The design’s accentuated by elegant and functional details, from the handrails integrated into the roof to other technical details of the deck. Innovative features include a bow sundeck area integrated into the deck, dual consoles and side windows that are clearly of automotive design. Like the Mercedes S-Class sedan, three versions of the Arrow are available: Limousine, Granturismo and Cabrio. All are powered by twin 440hp Yanmars.
JAGUAR/ER DESIGN – SPEEDBOAT CONCEPT In 2012 Jaguar and Ivan Erdevicki’s ER Design joined forces to create a 6.10m motorboat that never entered production.

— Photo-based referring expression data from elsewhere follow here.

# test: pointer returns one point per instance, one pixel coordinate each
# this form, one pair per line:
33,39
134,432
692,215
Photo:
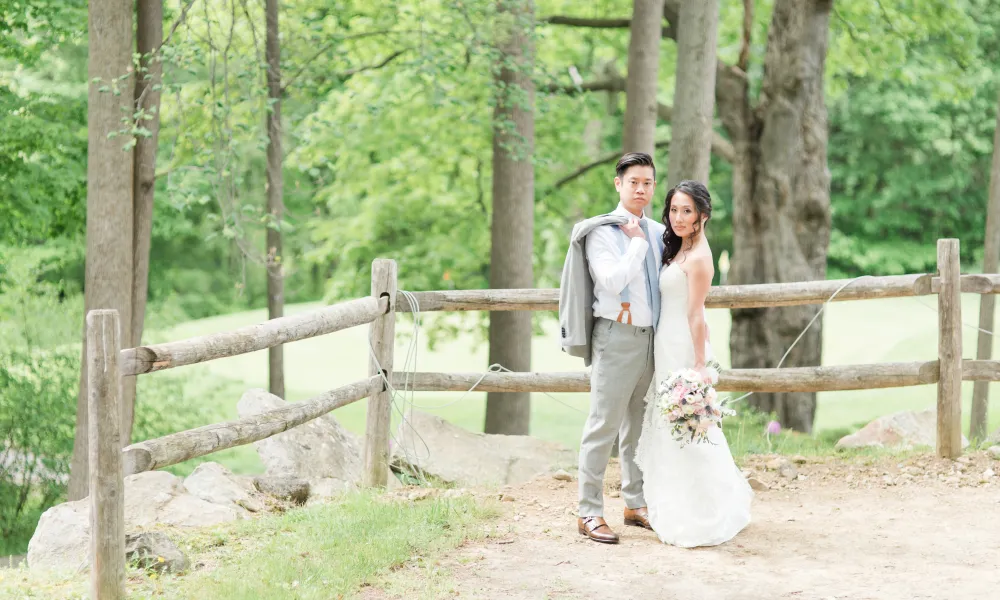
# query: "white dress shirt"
611,271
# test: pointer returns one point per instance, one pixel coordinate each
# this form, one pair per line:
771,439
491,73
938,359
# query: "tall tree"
513,225
643,72
781,194
694,91
275,203
108,272
987,302
148,38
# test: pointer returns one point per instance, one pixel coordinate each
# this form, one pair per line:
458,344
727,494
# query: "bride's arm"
699,282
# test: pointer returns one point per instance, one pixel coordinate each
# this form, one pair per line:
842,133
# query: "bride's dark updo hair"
702,205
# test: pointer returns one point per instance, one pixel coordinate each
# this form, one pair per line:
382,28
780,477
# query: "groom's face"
635,188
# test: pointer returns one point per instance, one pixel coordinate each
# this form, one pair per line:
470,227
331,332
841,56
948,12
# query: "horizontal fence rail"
329,319
761,295
185,445
109,462
788,379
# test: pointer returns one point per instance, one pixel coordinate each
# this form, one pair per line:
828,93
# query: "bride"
696,496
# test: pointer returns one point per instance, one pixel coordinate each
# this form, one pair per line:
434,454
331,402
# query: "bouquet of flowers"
689,403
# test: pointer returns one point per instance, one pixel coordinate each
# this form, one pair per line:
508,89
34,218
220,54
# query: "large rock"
159,498
60,541
215,483
456,456
899,430
284,487
318,450
154,551
994,438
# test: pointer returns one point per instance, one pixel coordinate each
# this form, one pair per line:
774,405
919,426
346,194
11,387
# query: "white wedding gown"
695,494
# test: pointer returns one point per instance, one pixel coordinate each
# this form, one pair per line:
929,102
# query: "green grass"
870,331
327,551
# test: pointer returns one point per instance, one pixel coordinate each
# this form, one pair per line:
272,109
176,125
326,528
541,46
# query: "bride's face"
684,216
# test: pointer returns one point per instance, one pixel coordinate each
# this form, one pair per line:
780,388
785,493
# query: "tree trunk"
108,273
645,33
694,92
781,196
275,205
987,302
513,223
149,37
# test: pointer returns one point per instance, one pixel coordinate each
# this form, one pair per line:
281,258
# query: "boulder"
453,455
289,489
214,483
154,551
159,498
899,430
317,450
61,540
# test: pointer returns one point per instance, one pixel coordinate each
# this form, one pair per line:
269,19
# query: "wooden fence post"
107,489
381,334
949,404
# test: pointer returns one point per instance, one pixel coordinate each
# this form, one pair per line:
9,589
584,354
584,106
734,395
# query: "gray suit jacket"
576,290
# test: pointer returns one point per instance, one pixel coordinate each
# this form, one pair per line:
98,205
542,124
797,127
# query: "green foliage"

This boat – as described by Ian Callum, design director for Jaguar – “followed the idea of a traditional motorboat but presents the elegant and fast lines you would expect to find in a Jaguar.”
Adds Erdevicki: “I wasn’t asked to design something that resembled a car on the water, but an object that had many things in common with the automotive world.”

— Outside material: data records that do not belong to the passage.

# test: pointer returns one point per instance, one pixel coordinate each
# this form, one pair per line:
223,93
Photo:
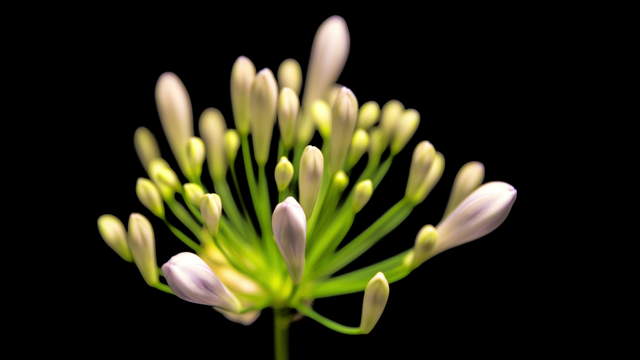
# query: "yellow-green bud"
193,193
211,210
113,233
368,115
423,157
375,299
290,75
146,146
212,130
311,169
288,106
359,144
262,113
283,173
343,123
406,127
321,115
391,112
362,194
242,76
231,145
149,196
468,179
142,244
174,108
196,153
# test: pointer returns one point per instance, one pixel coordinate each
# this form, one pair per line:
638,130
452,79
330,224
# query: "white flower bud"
146,146
468,179
149,196
212,130
343,122
262,113
191,279
174,108
290,231
375,299
211,210
478,214
142,244
113,233
242,75
310,179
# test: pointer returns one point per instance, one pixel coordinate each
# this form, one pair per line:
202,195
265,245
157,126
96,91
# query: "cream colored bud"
288,106
375,299
196,153
368,115
311,169
290,75
212,130
262,113
146,146
149,196
113,233
242,76
359,144
391,113
406,127
174,108
343,122
193,194
142,244
283,173
362,194
211,210
231,145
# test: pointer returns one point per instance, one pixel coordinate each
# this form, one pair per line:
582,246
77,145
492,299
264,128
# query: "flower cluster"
246,257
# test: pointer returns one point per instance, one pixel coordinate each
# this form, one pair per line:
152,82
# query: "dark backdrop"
479,78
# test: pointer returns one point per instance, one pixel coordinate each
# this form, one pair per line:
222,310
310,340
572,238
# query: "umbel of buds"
248,251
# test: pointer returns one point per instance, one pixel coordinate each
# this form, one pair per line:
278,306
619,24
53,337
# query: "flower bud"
321,115
311,169
164,177
290,231
468,179
391,113
231,145
149,196
368,115
406,127
290,75
362,194
423,156
375,299
196,153
359,144
242,75
113,233
193,193
212,130
288,106
343,123
174,108
142,244
211,210
191,279
479,214
262,113
146,146
283,173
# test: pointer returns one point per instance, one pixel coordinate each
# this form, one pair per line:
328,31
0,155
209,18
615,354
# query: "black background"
481,79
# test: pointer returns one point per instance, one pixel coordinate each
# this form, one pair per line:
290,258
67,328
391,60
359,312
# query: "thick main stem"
281,334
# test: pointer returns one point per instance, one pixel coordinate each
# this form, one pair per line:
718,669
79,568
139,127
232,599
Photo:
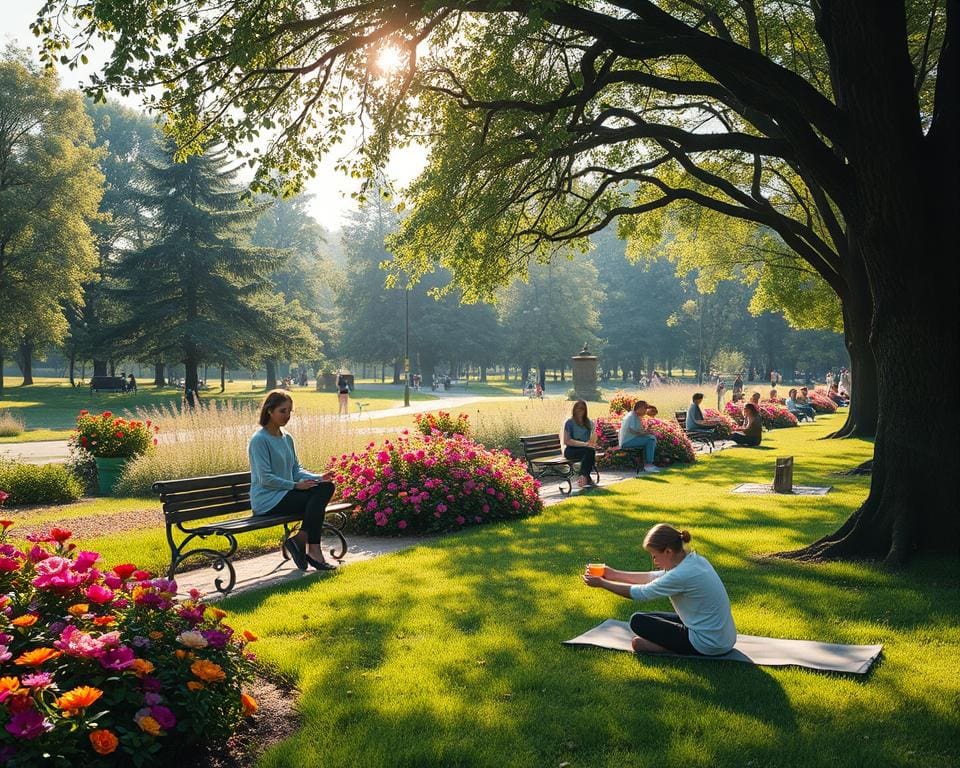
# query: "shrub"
672,444
10,425
38,483
820,402
109,436
424,483
104,667
725,424
442,423
772,415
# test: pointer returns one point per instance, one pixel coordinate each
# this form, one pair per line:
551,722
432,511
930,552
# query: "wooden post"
783,476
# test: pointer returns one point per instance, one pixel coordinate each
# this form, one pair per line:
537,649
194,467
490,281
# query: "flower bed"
421,483
104,667
820,402
772,415
108,436
725,424
672,444
442,423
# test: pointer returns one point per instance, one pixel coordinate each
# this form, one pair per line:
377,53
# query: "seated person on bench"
702,624
633,435
278,484
696,422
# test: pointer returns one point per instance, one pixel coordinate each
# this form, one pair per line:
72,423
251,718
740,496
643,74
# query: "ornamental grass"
102,666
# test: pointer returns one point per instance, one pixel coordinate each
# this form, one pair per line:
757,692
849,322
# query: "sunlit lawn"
449,654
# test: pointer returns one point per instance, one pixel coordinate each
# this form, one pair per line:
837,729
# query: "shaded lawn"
449,654
49,408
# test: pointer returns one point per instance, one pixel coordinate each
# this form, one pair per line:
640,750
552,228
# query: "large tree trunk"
903,218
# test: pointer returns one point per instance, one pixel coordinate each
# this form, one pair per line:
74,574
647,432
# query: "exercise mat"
763,651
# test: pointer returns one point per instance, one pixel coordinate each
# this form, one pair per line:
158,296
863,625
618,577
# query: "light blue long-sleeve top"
700,600
274,469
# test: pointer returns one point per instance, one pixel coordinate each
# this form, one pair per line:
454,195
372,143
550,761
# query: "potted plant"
112,441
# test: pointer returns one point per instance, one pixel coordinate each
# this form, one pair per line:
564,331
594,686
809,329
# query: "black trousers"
311,503
665,629
586,456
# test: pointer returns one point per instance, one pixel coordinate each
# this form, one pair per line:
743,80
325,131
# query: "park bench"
108,384
706,437
611,441
195,509
545,458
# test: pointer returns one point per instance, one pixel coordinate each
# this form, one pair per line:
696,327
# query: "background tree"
548,121
49,191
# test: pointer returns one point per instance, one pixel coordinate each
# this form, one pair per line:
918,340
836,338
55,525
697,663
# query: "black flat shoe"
296,552
321,565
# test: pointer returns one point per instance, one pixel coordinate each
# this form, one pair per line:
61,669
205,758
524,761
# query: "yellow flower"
208,671
104,742
79,698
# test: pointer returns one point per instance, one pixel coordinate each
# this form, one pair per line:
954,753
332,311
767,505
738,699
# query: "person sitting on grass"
751,433
280,486
633,434
702,624
580,442
696,421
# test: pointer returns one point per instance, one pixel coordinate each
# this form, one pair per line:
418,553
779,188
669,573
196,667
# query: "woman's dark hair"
271,401
663,536
573,413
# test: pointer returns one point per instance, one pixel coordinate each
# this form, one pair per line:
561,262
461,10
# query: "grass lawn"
448,654
49,408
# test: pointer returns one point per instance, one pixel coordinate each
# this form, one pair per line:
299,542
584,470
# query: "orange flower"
249,704
149,725
103,741
141,667
79,698
208,671
36,657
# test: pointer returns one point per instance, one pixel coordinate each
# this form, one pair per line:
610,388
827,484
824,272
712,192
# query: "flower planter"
108,472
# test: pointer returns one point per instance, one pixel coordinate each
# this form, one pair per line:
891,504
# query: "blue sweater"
274,470
700,600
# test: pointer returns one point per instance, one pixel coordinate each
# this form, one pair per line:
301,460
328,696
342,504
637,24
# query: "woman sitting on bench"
279,485
580,442
703,623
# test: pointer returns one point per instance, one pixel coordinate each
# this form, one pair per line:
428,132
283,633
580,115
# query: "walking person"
702,622
280,486
343,394
580,442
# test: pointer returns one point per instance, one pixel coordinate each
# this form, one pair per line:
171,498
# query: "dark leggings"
586,456
665,629
311,503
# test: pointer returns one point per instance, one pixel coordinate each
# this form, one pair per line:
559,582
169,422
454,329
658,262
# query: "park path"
57,451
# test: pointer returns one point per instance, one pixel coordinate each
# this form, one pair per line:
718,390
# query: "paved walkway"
269,570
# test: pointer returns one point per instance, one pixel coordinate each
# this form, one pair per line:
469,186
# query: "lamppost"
406,348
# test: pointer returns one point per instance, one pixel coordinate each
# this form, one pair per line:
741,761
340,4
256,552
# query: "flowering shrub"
725,424
772,415
820,402
672,444
433,483
443,423
110,436
104,667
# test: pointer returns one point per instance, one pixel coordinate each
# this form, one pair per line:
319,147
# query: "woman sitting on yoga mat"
702,624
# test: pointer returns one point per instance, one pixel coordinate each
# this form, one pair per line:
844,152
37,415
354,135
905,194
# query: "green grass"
448,654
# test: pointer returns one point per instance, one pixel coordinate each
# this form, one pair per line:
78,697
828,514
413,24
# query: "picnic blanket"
764,651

From his studio in downtown Vancouver, Erdevicki is currently following another project, called Gotham. It’s completely disconnected from the Jaguar world, but not from that of cars: a 46m Icon yacht (engineered by Van Oossanen) which is openly inspired by the world of Batman and his legendary Batmobile.
QUINTESSENCE YACHTS – ASTON MARTIN AM37 This 11.10m motorboat, presented at the Monaco Yacht Show in 2016, is the result of the collaboration between the famous Gaydon brand and Quintessence Yachts, a British shipyard with headquarters in the Netherlands.

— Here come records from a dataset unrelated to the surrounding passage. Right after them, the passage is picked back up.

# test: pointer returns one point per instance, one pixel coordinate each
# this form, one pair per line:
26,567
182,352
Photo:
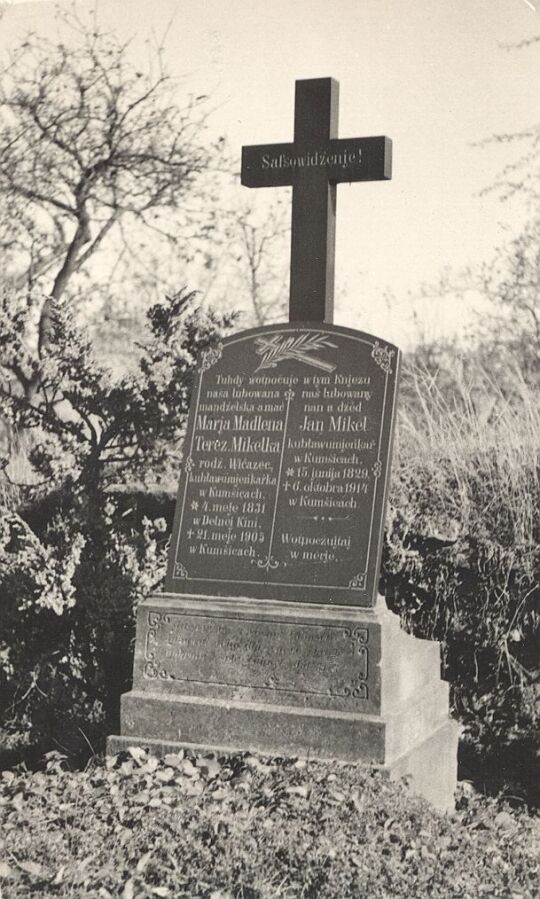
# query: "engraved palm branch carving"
277,348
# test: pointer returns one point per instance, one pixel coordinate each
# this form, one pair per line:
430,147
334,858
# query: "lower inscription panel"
315,665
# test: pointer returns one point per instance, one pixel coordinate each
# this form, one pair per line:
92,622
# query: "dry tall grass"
474,446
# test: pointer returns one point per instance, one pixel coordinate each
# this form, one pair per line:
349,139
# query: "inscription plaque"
304,663
286,464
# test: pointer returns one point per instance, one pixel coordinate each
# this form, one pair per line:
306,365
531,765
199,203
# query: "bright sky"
434,75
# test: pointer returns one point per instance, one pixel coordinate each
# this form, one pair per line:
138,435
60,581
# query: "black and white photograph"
269,437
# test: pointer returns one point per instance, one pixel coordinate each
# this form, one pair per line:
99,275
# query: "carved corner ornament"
210,357
358,582
180,570
382,356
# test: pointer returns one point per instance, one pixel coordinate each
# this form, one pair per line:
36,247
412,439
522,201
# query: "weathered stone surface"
283,679
287,457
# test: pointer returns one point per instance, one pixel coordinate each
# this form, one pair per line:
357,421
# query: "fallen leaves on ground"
244,827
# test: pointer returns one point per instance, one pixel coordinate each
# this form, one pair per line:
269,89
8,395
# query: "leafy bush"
72,567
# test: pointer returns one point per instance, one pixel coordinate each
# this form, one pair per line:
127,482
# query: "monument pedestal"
291,679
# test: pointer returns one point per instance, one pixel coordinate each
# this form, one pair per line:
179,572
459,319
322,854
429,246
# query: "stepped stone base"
290,679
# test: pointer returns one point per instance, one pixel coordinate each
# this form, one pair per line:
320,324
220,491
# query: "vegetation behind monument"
461,560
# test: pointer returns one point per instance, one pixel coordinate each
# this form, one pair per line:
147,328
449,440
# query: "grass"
243,828
475,444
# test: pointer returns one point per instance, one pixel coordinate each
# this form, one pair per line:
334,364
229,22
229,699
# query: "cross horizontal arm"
341,160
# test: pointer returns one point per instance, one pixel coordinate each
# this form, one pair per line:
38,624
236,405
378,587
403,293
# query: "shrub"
72,566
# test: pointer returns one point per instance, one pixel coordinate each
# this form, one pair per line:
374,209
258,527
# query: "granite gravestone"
287,453
270,635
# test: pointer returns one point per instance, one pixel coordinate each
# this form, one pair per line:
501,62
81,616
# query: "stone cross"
314,164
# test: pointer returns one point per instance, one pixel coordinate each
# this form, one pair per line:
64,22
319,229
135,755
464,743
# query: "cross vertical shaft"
313,201
313,165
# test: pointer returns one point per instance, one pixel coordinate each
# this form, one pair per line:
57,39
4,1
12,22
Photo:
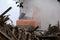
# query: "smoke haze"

The boat’s available with three different Mercury configurations: one with twin 370hp diesels and one with twin 430hp petrol engines. The third – a super-sport version called AM37S – is powered by twin 520hp Mercury Racing petrol engines, capable of pushing this “S” version to over 50 knots.
Powerful and dynamic, this day cruiser relies extensively on wireless technology, to the point that many functions can be remotely controlled via smartphone through an app.
The AM37 presents several stylistic features of the Aston Martin automotive tradition so dear to 007 – from the hard sliding-top to the refined finishes that have always characterised the interiors of the Gaydon cars.
PALMER JOHNSON – BUGATTI NINIETTE 66 Palmer Johnson and Bugatti need no introduction – and it’s unthinkable that a collaboration of these legendary marques would be anything but spectacular. The partnership led to the 20m PJ 66 Niniette, inspired by the Bugatti Chiron (2016), a twoseater coupé designed to replace the well-known Veyron.
Constructed in carbon and composite materials, the yacht brings typical features of the Molsheim cars – notably the double colouration – and is fitted with twin 1,000hp MAN V8 engines that push her to 44 knots.
Elegance abounds below deck, where the materials include leather, marble and precious woods. On deck there is a relaxation area with sinuous lines, complete with a Jacuzzi.
MARQUIS-LARSON – LEXUS LY 650
Founded by Toyota in 1989 in response to Acura (Honda) and Infiniti (Nissan), Lexus was reorganised in 2012 to coordinate the strategies, the planning, the design and the engineering of the brand’s products worldwide.
The exploration of Lexus beyond automotive borders then reached the nautical sector. The first Lexus-branded boat, the Sport Yacht Concept (dated 2017) was a 12.8m runabout, with original and aggressive lines, driven by a five-litre V8, with a fast hull and made using much carbon-fibre reinforced-polymer.
The latest 19.66m Lexus marine product – the LY 650 – will arrive in the second half of 2019. The Marquis-Larson group of Pulaski (Wisconsin) has been selected for building, marketing and servicing the boats.